We need only look at the long list of top-level FBI officials who have either been fired or have resigned in the past year to know that something extraordinary occurred. Long-time FBI officials don’t get fired or retire early over nothing.

Omerta will quickly fly out the window. Officials will abandon each other like rats deserting a sinking ship.

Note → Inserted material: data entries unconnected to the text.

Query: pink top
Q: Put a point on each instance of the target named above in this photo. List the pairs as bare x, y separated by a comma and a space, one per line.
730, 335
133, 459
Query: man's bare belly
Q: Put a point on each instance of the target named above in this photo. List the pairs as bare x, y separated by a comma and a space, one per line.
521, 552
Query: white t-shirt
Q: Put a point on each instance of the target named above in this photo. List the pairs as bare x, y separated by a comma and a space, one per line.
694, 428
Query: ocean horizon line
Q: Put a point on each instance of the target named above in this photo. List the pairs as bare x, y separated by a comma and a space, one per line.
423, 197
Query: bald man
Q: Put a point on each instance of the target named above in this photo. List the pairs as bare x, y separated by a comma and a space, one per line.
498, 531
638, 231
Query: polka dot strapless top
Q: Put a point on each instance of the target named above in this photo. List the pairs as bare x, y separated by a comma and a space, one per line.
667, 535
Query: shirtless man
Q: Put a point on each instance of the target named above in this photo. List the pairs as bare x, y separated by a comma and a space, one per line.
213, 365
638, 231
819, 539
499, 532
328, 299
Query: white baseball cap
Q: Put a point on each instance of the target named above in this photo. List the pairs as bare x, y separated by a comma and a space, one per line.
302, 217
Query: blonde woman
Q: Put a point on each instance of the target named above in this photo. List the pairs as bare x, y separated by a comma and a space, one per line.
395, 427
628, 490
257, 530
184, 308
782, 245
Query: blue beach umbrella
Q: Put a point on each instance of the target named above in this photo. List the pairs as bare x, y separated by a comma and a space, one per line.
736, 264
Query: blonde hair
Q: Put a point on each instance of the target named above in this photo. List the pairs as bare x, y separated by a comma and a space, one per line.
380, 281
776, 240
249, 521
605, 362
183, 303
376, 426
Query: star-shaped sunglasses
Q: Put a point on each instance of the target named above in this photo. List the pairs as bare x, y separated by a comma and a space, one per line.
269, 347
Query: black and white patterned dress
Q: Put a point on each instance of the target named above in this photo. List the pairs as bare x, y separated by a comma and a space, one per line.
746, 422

Politics has always been dirty, but the coordinated effort to delegitimize the presidency of Donald Trump is unprecedented. If this conspiracy is not exposed in it’s entirety, then Reagan’s vision of the shining city on the hill will be erased forever.
 

FrancSevin

Proudly Deplorable
GOLD Site Supporter
For over two years now, the left has been trying to find a crime on which to pin the accused,,,; Our President. At what point do we stop tolerating the crimes being committed in their effort?:hammer:

Now that we have a new FBI director, I hope that time is now!
 

tiredretired

The Old Salt
SUPER Site Supporter
I have no proof, of course. But......truth be told, 90% at least of the Republicans in Congress would have participated in the coup if they thought for one second they could get away with it.

Given all that has transpired over the last 25 months, it is a wonder our beloved POTUS is still alive. It really is.

If I had known what I know now back on Jan. 20, 2017 I would not be optimistic on his life expectancy. That is how much I trust these lying, crooked asshole Republicans. As for the DumpsterCrats, well, they deserve a special place in hell.